Let $x_1,...,x_n\in X$ a normed vector space and $\|x_i\|=1,\forall i\in\{1,...,n\}$. Suppose that for some $e\in(0,1)$ we have that $\|\sum_{i=1}^n\lambda_ix_i\|\leq (1+e)\max_{i\leq n}|\lambda_i|$ for every real choice of $\lambda_i$. Prove that $\|\sum_{i=1}^n\lambda_ix_i\|\geq (1-e)\max_{i\leq n}|\lambda_i|$.
I can see intuitively that the first relation induces some sort of perpendicularity between the vectors thus restricting the focus on just the largest vector. I cannot see how to proceed though.
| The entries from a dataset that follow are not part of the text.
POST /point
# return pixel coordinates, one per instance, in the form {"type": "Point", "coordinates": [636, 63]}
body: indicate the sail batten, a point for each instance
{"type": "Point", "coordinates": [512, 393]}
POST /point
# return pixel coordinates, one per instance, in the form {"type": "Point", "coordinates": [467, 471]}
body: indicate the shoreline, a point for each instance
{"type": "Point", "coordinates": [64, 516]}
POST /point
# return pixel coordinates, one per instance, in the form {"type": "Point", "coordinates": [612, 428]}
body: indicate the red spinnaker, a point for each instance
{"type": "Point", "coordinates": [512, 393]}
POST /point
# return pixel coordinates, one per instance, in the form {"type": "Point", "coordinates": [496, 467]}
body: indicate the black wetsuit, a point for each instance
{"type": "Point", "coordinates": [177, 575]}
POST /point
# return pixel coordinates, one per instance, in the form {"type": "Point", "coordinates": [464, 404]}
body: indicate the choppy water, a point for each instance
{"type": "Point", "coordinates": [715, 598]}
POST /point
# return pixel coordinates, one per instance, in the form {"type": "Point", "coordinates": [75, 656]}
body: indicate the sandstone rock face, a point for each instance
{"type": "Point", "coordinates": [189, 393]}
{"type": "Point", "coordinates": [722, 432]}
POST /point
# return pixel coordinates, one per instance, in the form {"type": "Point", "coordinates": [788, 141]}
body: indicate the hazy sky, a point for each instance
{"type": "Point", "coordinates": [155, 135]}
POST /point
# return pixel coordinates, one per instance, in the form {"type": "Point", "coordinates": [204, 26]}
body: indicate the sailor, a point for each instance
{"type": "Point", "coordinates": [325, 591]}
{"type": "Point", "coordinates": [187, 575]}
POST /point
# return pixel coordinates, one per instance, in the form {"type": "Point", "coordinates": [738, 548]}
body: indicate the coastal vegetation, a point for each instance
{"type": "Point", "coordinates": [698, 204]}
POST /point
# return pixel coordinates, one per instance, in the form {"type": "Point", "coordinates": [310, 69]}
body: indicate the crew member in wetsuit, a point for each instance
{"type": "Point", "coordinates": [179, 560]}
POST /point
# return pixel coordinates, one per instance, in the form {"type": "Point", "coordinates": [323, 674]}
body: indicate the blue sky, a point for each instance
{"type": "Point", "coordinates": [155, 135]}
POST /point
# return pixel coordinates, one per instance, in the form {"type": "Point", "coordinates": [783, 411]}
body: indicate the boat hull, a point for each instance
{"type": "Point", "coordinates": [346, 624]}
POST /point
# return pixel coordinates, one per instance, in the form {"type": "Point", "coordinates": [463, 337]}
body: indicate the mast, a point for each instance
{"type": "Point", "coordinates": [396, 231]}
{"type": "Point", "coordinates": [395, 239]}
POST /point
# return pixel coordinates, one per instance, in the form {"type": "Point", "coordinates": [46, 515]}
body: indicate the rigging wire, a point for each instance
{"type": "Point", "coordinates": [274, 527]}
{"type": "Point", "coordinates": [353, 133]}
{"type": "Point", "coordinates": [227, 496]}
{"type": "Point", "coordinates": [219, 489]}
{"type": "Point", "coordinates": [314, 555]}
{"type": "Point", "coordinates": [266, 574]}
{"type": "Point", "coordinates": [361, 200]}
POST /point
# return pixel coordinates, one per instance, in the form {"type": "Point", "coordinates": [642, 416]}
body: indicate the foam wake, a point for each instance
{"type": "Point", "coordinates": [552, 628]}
The problem can be rephrased as follows: Let $x_i$ be unit vectors s.t. $\|\sum_{i=1}^n\lambda_ix_i\|\leq 1+e$ where $\lambda_i\in [-1,1]$ and at least one $\lambda_i=\pm 1$. Show that $\|\sum_{i=1}^n\lambda_ix_i\|\geq 1-e$ for each choice of $\lambda_i$.
Now suppose wlog that $\lambda_1=1$ otherwise rearrange. Then $2=\|2x_1\|=\|x_1+\sum_{i=2}^n\lambda_ix_i+x_1-\sum_{i=2}^n\lambda_ix_i\|\leq \|x_1+\sum_{i=2}^n\lambda_ix_i\|+\|x_1-\sum_{i=2}^n\lambda_ix_i\|$ and thus if we let $A=\|x_1+\sum_{i=2}^n\lambda_ix_i\|$ and $B=\|x_1-\sum_{i=2}^n\lambda_ix_i\|$ we have $A+B\geq 2$ and thus $B\geq 2-A\geq 2-1-e=1-e$ and the exact same for $A$.